SobolevLeastSquares#
- class skfda.preprocessing.registration.validation.SobolevLeastSquares[source]#
Cross-validated measure of the registration procedure.
Computes a cross-validated measure of the level of synchronization [S11-5-2-3]:
\[sls=1 - \frac{\sum_{i=1}^{N} \int\left(\tilde{f}_i'(t)- \frac{1}{N} \sum_{j=1}^{N} \tilde{f}_j'\right)^{2} dt} {\sum_{i=1}^{N} \int\left(f_i'(t)-\frac{1}{N} \sum_{j=1}^{N} f_j'\right)^{2} dt}\]where \(f_i'\) and \(\tilde{f}_i'\) are the derivatives of the original and the registered data respectively.
This criterion measures the total cross-sectional variance of the derivatives of the aligned functions, relative to the original value. A value of \(1\) would indicate an identical shape for all registered curves, while zero corresponds to no improvement in the registration.
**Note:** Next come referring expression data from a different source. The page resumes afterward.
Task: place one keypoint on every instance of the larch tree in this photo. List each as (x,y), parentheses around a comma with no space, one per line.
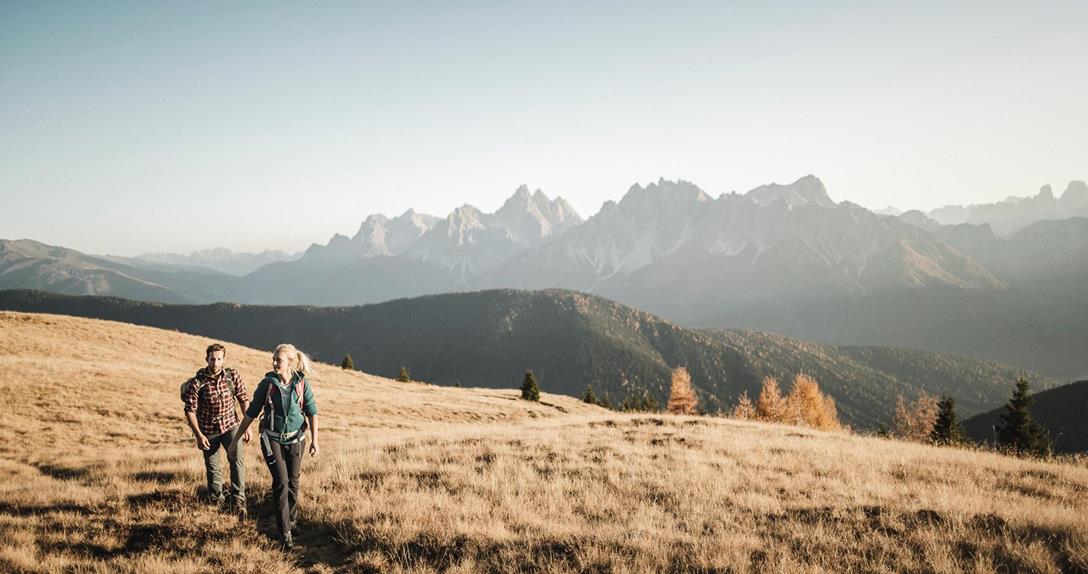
(915,421)
(682,399)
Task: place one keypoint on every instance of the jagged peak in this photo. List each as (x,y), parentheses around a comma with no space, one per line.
(664,190)
(1076,190)
(805,190)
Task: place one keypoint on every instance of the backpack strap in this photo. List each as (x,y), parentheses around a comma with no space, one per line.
(298,387)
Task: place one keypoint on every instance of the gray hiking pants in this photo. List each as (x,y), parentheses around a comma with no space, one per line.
(284,462)
(213,466)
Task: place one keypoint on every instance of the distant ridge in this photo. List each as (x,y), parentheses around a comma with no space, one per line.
(570,340)
(1062,411)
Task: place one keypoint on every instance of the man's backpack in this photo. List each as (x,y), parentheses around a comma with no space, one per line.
(229,373)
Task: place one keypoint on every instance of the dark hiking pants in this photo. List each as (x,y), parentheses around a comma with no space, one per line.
(213,466)
(284,462)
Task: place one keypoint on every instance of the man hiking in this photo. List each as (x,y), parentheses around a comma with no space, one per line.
(209,400)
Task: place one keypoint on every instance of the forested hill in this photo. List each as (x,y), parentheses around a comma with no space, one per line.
(570,340)
(1062,411)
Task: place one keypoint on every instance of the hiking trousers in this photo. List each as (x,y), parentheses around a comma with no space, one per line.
(284,462)
(213,466)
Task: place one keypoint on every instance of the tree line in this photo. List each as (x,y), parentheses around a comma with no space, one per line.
(927,419)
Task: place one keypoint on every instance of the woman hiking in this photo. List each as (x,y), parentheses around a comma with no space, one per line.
(286,400)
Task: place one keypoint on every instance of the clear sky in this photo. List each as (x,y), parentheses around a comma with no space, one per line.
(174,126)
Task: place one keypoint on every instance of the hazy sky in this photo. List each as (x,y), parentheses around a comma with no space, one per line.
(148,126)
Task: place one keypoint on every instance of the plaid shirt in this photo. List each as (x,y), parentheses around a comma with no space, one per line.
(210,398)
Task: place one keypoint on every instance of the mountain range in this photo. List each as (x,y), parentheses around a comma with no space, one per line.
(780,258)
(570,340)
(1016,213)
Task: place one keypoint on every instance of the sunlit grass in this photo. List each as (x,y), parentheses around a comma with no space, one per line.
(100,475)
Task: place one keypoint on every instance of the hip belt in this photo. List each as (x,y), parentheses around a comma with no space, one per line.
(285,438)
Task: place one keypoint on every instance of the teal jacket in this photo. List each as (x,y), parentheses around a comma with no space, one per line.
(286,416)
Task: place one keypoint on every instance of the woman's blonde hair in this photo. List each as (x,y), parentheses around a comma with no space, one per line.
(301,361)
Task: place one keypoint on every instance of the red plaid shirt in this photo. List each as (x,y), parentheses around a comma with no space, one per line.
(210,398)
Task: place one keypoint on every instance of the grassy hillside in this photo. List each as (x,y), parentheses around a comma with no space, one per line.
(420,478)
(1061,411)
(570,340)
It can be negative because the model can be arbitrarily worse.
- Attributes:
eval_points (array_like, optional) – Set of points where the functions are evaluated to obtain a discrete representation and perform the calculation.
- Parameters:
estimator (RegistrationTransformer) – Registration transformer.
X (
FData
) – Original functional data.y (
FData
) – Registered functional data.
Note
The original sobolev least square measure used in [S11-5-2-3] is defined as \(1 - sls\), but has been modified according to the scikit-learn scorers, where higher values correspond to better cross-validated measures.
References
Examples
Calculate the score of the shift registration of a sinusoidal process synthetically generated.
>>> from skfda.preprocessing.registration.validation import \ ... SobolevLeastSquares >>> from skfda.preprocessing.registration import ( ... LeastSquaresShiftRegistration, ... ) >>> from skfda.datasets import make_sinusoidal_process >>> X = make_sinusoidal_process(error_std=0, random_state=0)
Fit the registration procedure.
>>> shift_registration = LeastSquaresShiftRegistration() >>> shift_registration.fit(X) LeastSquaresShiftRegistration(...)
Compute the sobolev least squares score. >>> scorer = SobolevLeastSquares() >>> score = scorer(shift_registration, X) >>> round(score, 3) 0.924
Methods
score_function
(X, y)Compute the score of the transformation performed.